Part of Mr. Hamilton’s concern is the structure of the networking industry: the high margins; the dominance of a single player, Cisco; the closed technology; and the heavy vertical integration. All antithetical to the dynamics that have driven server costs down so successfully in the last 20 years.
These are issues the storage industry knows too well. But Mr. Hamilton is more concerned about the waste the current high-cost industry structure causes.
The cost of network bandwidth leads to network over-subscription. Networks are configured as tree topologies: the further you move from end nodes the worse the over subscription.
As described in the 2009 Microsoft Research paper VL2: A Scalable and Flexible Data Center Network:
. . . the capacity between different branches of the tree is typically over- subscribed by factors of 1:5 or more, with paths through the highest levels of the tree oversubscribed by factors of 1:80 to 1:240. This limits communication between servers to the point that it fragments the server pool — congestion and computation hot-spots are prevalent even when spare capacity is available elsewhere.

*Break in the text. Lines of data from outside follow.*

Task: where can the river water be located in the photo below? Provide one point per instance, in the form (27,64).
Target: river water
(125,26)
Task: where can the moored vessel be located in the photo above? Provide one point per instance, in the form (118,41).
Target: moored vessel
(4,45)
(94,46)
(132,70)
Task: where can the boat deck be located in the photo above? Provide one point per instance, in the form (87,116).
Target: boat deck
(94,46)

This throttles data center performance by limiting server-to-server bandwidth, fragmenting resources and reducing network utilization. The latter reflects the redundant paths needed in case of switch failure: ≈50% or more of costly data center bandwidth goes unused.

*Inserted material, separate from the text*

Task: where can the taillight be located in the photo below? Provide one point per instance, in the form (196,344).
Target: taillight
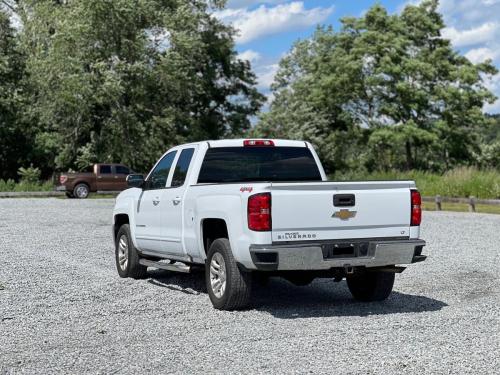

As might be expected, big Internet data centers like Amazon’s have complex and unpredictable workloads. They need lots of bandwidth between all servers all the time.
The VL2 paper describes an experimental solution to these problems that includes location-specific and application-specific addressing, multi-path traffic load balancing and a novel directory design that efficiently handles lookups and updates to network mappings.
In an 75-node test cluster the design moved 2.75TB of data in 395 seconds – 94% of maximum network bandwidth – at a fraction of the cost of current enterprise networks. The paper calculates that a cloud-service scale network with no over-subscription could be built with commodity switches at 1/14th the cost of a traditional data center Ethernet.
The StorageMojo take
VC and engineering dollars follow high-growth markets. What Google, Amazon and Microsoft want, they get. With the rapid growth of public cloud services the network over-subscription problem will get solved.
Merchant silicon from Broadcom, Intel and Marvell is making a tried-and-true Moore’s Law attack on hardware cost. The protocol stack is tougher, but several open-source industry initiatives are under way with support from major companies. Progress will be slower than hoped, but within 3 years we’ll have a viable stack to build on.
Where does this leave the networking industry? That depends on where you sit.
Cisco will be the biggest loser, because they’ve been the biggest winner with the current model. They may need to pull an IBM and move big into services if they want to stick around. Ironically, Cisco’s UCS product line – which bakes in the tree-structured network – has further motivated broader industry action.
The rest of the industry can go after this emerging market with a lower-GM business model. Not all of them will, but it will be a critical success factor.
The big winner will be storage. Scale-out storage relies on spraying data across multiple racks for maximum availability, utilization and performance. Cheaper, faster, better scale-out networks will only drive storage demand.
For most of us this is an academic problem today. Lightly used systems – such as for backup and archiving – don’t see Amazon’s problems. But in 5 years this will be common even outside the public cloud providers.
Just as IT users have benefited from Google’s push on energy efficiency and much more, they will also benefit from much lower cost and more scalable networks.
Courteous comments welcome, of course. I can’t help but continue to marvel at how dumb Cisco’s UCS has turned out to be. It’s a gift that keeps on giving.